No reason to care unless you buy things

Unless they learned about hifi electronics from an audio magazine, I don’t think you could find an actual “engineering type” who would deny there wire has measurable effects depending on length, construction and especially frequency.

The higher you go in frequency, the larger most of the detrimental effects and complications become and at GHz frequencies these concerns govern the design.

What is missing is the apparent point of departure between exotic audio cables and the electronic engineering theory that has permitted the design of loudspeaker drivers and crossovers or even radio, TV computers and cell phones.

What is missing is a connection between changes of the magnitudes measured at audio frequencies and what some often say they hear from the same changes, changes which would appear (relative to changes in the speaker) to be tiny or insignificant.

At least in the testing I have been involved in, the huge changes people said they heard from the various cables they brought, then disappeared into insignificance when they didn’t know which cable they were hearing in the same system.
When the only thing that changed is prior knowledge, then what they heard had nothing to do with the cables and everything to do with what they know.

The problem is the lack of connection between subjective impressions and what the measurements suggest. Since the electronic measurements can be taken accurately and repeated but no one is measuring hearing or looking at that end scientifically, that would appear to be where the gap exists.

Unlike a hearing test(or test of your senses or knowledge), you have no clues when the test will run, when the tone will be present or how loud it is, while proven effective in every other field in interest, the same scientific method, testing without prior knowledge has gotten the broad black brush in hifi.

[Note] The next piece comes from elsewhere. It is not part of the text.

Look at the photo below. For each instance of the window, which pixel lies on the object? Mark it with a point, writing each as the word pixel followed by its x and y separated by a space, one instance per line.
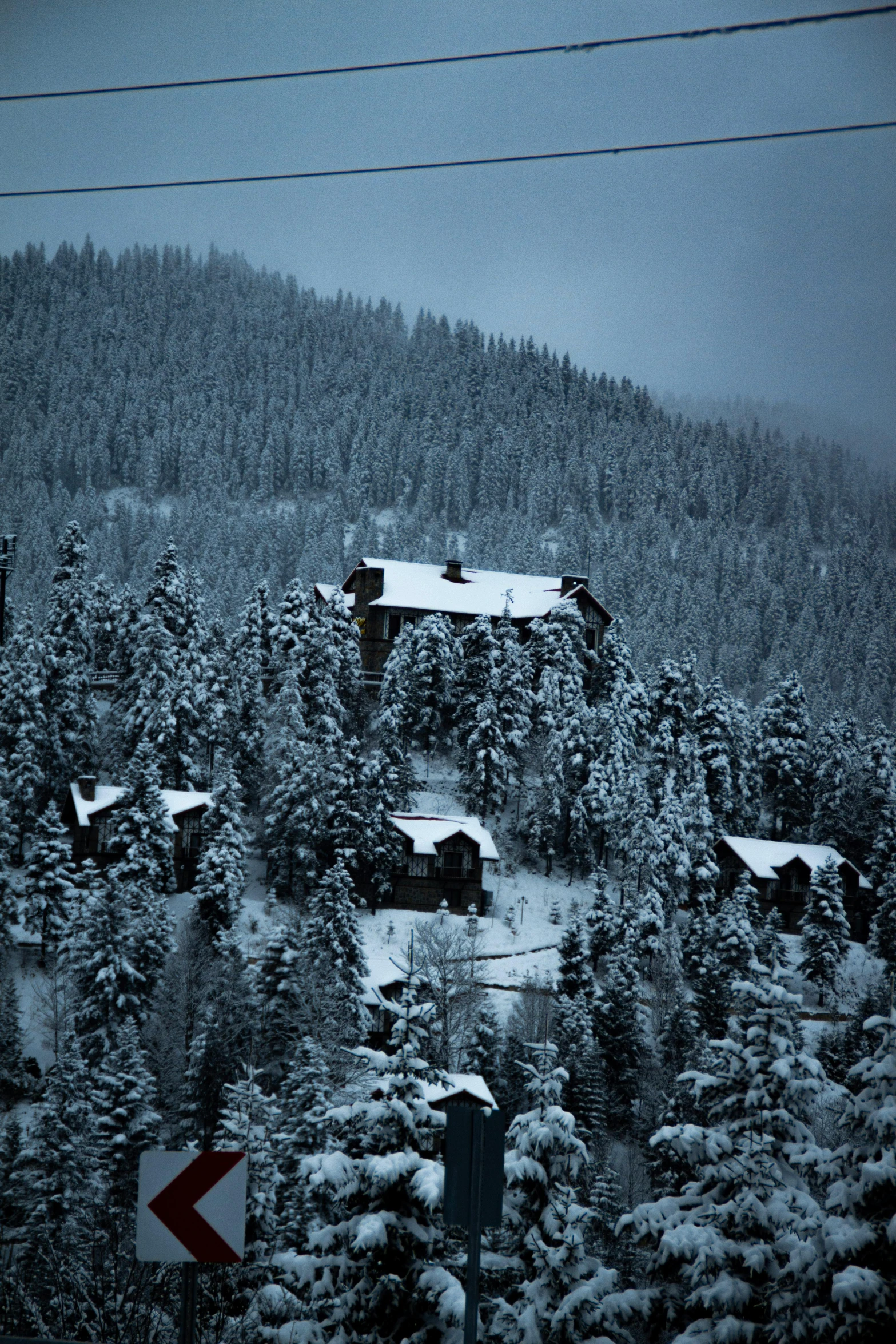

The idea of testing without prior knowledge is shunned in hifi instead with the marketing agents (magazines) generally clinging to the “sweet mysteries of life” approach instead of a serious look at what you can hear.
I wonder which approach is more appealing to the unscientific, which sells more cables and which approach lets you build a radio or even crossover or build loudspeaker drivers?.. I wonder which approach poses a threat to the aftermarket hifi business?

Interestingly one of the articles did touch on something else I have run across, that some hifi gear is marginally stable and having an “antenna” attached to the amp output, or having parallel capacitance, may make provoke that instability. While this isn’t the same as wires altering the sound, it can explain how cables could push marginal design over the edge into instability (something no amp designer wants to see or allow).

The bottom line might be if you’re going to use technical measurements to explain or prove something, a real proof would also involve testing to see if people are actually hearing a difference when they don’t know which is which. A person could also claim and believe they hear a 50KHz, 500KHz or 500MHz super tweeter or anything else, but a simple blind test would reveal that if actually true or just a belief.